BRUNSWICK-BALKE-COLLENDER CO. et al.[*]
BRUNSWICK-BALKE-COLLENDER CO. et al.
v.
VICTOR TALKING MACH. CO.
Circuit Court of Appeals, Third Circuit.
Wm. Houston Kenyon, of New York City, Wm. Clarke Mason, of Philadelphia, Pa., George W. Schurman and Frederick Bachmann, both of New York City, John D. Myers, of Philadelphia, Pa., and Saulsbury & Curley, of Wilmington, Del. (Kenyon & Kenyon, of New York City, and Morgan, Lewis & Bockius, of Philadelphia, Pa., of counsel), for plaintiff.
Melville Church, of Washington, D. C., George W. Case, Jr., of New York City, and William G. Mahaffy, of Wilmington, Del., for defendants.

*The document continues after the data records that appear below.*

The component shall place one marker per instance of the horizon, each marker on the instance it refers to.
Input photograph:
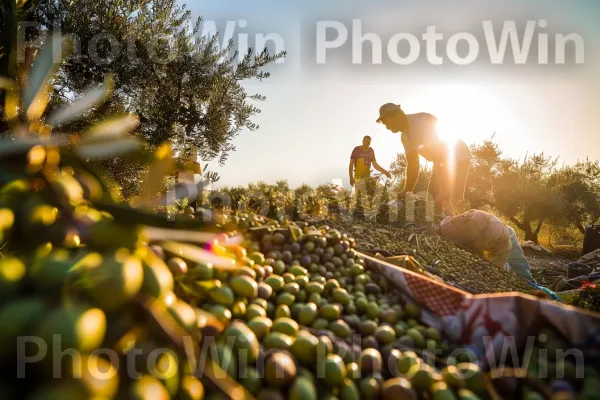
(316, 113)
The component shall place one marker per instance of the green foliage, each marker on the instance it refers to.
(398, 171)
(186, 90)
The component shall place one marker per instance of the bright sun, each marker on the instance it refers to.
(471, 113)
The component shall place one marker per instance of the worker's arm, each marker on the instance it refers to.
(382, 170)
(412, 171)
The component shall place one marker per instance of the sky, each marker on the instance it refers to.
(325, 95)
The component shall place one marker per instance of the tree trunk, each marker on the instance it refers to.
(8, 44)
(526, 227)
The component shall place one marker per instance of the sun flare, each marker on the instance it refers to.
(467, 112)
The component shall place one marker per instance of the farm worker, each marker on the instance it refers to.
(186, 175)
(361, 159)
(485, 234)
(419, 138)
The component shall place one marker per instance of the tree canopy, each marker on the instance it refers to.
(184, 87)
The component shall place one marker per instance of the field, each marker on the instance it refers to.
(113, 286)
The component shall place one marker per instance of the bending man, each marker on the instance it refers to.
(420, 138)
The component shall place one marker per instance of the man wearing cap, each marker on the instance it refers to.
(420, 138)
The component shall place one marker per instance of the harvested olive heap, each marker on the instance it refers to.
(440, 257)
(281, 319)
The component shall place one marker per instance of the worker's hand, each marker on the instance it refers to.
(402, 194)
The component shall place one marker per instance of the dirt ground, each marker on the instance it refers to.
(547, 268)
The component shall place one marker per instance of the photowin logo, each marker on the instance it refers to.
(498, 44)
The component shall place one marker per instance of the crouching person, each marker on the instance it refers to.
(485, 234)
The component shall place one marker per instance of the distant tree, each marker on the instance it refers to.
(484, 169)
(525, 194)
(579, 185)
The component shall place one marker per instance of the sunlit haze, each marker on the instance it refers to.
(315, 114)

Before BUFFINGTON, WOOLLEY, and DAVIS, Circuit Judges.
PER CURIAM.
This is an appeal by both parties from a decree of the District Court holding claim 19 of United States letters patent No. 946,442, issued, on application filed by E. R. Johnson, January 12, 1906, to the Victor Talking Machine Company January 11, 1910, invalid on the ground that Johnson derived his knowledge of the invention from J. B. Browning and claim 1 of United States letters patent No. 1,402,738, issued to J. B. Browning for the same invention, invalid on the ground of abandonment.
This invention relates to a talking machine with an amplifying horn inclosed in a cabinet with doors on either side to regulate the sound issuing from the horn, and is embodied in claim 19 of the Johnson patent and claim 1 of the Browning patent, which is now owned by the Brunswick-Balke-Collender Company. The question involved is priority of invention, and this was before the Court of Appeals of the District of Columbia, which decided in favor of the Browning patent on April 4, 1921.
The Victor Talking Machine Company thereafter, February 1, 1922, filed its bill under the provisions of section 4918 of the Revised Statutes (Comp. St. § 9463) in the District Court for the purpose of having claim 1 of the Browning patent decreed invalid and void. The complete record of the case in the Patent Office and the Court of Appeals of the District of Columbia was not before the District Court, and so is not before us. The learned District Judge held that the testimony before him was not sufficient in character and amount to carry thorough conviction that the conclusion of the Court of Appeals was erroneous, and so under the doctrine of Morgan v. Daniels, 153 U.S. 120, 14 S. Ct. 772, 38 L. Ed. 657, he felt constrained to award priority of invention to Browning.
The Court of Appeals had before it only the issue of priority of invention. In addition to this question, the District Court considered the question of abandonment by Browning. On April 4, 1911, Browning struck from his application for the patent the invention covered by claim 1, and did not reinsert it until June, 1915. Judge Morris held that this unexplained silence for a period of more than four years constituted an abandonment by him of the invention. We think his conclusions on both issues are sound, and affirm the decree on his opinion.
NOTES
[*] Certiorari denied 46 S. Ct. 106, 70 L. Ed. ___.